Roles of GRKs and PKC in KOPR internalization. (A) GRKs mediated U50,488H-induced KOPR internalization. Cells were transfected with siCtrl or siRNAs targeting GRKs2+3 (siGRKs2+3) or GRK6 (siGRK6). Two days later, cells were treated with vehicle or 3 μM U50,488H for 30 minutes. Cells were collected with 1 mM EDTA in PBS and then washed three times with 0.1% bovine serum albumin in PBS for 10 minutes at 4°C. Receptor internalization was determined using [³H]diprenorphine binding to total and cell surface KOPR in cells as described in the Materials and Methods. Internalized receptors are presented as the percentage of the U50,488H-treated group over that of the water-treated group. The data were shown the mean ± S.E.M. (n = 3) and analyzed with two-way ANOVA followed by Bonferroni post hoc test [***P < 0.001, compared with vehicle control group (siCtrl-H₂O); #P < 0.05, ###P < 0.001, compared with U50,488H-treated siRNA control group (siCtrl-U50)]. (B) PKC promoted agonist-independent KOPR internalization but was not involved in U50,488H-dependent KOPR internalization. Cells were treated with 4 µM GF109203X (GF) or 1 µM CHL for 30 minutes and then treated with water or 3 µM U50,488H for 30 minutes. Some cells were treated with 0.1 µM PMA for 30 minutes. Cells were treated as described above. Results are shown as the mean ± S.E.M. (n = 3). Data for PKC inhibitor-treated groups were analyzed by two-way ANOVA followed by Bonferroni post hoc test (***P < 0.001, compared with control-treated group). The data for PMA were analyzed with one-way ANOVA followed by Tukey post hoc test [*P < 0.05; ***P < 0.001, compared with control group (Ctrl); ###P < 0.001, compared with U50,488H-treated group (U50)].

Fig. 9.

U50,488H-induced ERK1/2 phosphorylation: roles of G proteins, GRKs, and β-arrestins. (A) Cells were treated with 3 μM U50,488H for different periods of time (0, 1, 2, 5, 10, 20, and 30 minutes and 1, 2, 3, and 4 hours). (B) Cells were pretreated with 200 ng/ml PTX (P) for 2 hours followed by 3 μM U50,488H (U) for 5 minutes or 1 hour. (C and D) Cells were transfected with siCtrl (siC) or siRNAs targeting GRK2 and GRK3 (si2+3), GRK6 (si6), β-arrestin 1 (siβ1 or siβArr1), or β-arrestin 2 (siβ2 or siβArr2). Two days later, cells were treated with H₂O or 3 μM U50,488H for 5 minutes or 1 hour. (E) Cells were pretreated with 1 µM CHL for 30 minutes and then incubated with H₂O or 3 μM U50,488H for 5 minutes or 1 hour.
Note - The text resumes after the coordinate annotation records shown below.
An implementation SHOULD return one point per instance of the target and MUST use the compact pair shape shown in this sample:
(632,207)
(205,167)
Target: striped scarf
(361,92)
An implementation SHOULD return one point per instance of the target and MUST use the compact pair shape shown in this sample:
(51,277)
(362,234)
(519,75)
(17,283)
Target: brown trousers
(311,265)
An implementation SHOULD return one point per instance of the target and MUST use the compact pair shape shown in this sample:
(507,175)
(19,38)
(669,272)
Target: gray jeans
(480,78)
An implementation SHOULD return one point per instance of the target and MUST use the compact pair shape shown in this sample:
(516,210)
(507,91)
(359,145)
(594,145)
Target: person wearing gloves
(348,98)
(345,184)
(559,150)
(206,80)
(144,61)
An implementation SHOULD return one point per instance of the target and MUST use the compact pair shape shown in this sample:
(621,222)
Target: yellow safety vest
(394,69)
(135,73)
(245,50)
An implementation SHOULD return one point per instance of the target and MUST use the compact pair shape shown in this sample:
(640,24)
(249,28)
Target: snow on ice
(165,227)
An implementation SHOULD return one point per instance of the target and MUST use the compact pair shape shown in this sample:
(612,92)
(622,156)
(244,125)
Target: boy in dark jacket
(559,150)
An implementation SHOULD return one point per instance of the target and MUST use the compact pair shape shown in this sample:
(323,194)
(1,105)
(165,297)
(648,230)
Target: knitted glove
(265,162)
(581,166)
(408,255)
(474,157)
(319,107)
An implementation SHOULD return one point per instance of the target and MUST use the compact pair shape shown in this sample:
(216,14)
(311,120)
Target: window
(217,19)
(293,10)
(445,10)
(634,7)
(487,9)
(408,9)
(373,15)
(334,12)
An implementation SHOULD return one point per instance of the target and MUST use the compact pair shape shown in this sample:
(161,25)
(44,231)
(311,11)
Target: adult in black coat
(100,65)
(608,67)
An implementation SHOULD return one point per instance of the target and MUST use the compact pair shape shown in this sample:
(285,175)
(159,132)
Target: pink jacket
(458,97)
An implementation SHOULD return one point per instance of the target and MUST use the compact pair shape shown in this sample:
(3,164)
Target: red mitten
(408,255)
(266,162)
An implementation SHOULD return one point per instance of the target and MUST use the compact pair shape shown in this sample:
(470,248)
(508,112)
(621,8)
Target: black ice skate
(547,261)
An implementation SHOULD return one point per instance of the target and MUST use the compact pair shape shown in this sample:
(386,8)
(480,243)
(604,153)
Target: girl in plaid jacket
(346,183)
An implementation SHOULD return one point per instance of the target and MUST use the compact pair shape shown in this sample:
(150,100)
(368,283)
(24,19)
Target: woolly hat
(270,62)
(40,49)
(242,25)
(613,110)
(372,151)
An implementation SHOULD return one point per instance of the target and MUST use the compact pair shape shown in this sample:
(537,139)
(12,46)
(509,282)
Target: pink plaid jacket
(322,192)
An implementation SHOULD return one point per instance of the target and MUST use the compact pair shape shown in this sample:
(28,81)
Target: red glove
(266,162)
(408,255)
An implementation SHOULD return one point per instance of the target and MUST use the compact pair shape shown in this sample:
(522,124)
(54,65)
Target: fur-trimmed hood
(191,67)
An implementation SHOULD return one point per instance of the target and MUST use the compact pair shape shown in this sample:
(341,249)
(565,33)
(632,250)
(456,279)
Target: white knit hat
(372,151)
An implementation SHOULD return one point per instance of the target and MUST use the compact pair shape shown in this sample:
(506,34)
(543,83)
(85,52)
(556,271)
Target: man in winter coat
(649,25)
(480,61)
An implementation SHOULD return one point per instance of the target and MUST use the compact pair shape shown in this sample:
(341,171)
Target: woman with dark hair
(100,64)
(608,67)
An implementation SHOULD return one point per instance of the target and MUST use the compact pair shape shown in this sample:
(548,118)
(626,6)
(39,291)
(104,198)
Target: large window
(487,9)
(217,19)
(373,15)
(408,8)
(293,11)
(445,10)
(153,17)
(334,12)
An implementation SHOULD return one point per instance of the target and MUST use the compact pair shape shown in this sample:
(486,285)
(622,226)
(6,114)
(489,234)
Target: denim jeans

ERK1/2 phosphorylation was determined as described in Materials and Methods. Data shown are the mean ± S.E.M. (n = 3–4). (A) Data were analyzed by one-way ANOVA followed by Tukey post hoc test (***P < 0.001, compared with time zero group). (B) Data were analyzed by two-way ANOVA followed by Bonferroni post hoc test (***P < 0.001, compared with vehicle-treated group; ###P < 0.001, compared with U50,488H-treated group). (C) Data were analyzed by two-way ANOVA followed by Bonferroni post hoc test (**P < 0.01, ***P < 0.001, compared with water-treated group; ##P < 0.01, ###P < 0.001, compared with siCtrl-U50,488H-treated group). (D) Data were analyzed by two-way ANOVA followed by Bonferroni post hoc test (**P < 0.01, ***P < 0.001, compared with water-treated group; ###P < 0.001, compared with sictrl-U50,488H-treated group at 5 minutes) and by t test for 1-hour U50,488H treatment between sictrl and siβ-arrestin (#P < 0.05, ###P < 0.001). (E) Data were analyzed by two-way ANOVA followed by Bonferroni post hoc test (**P < 0.01, ***P < 0.001, compared with vehicle-treated group).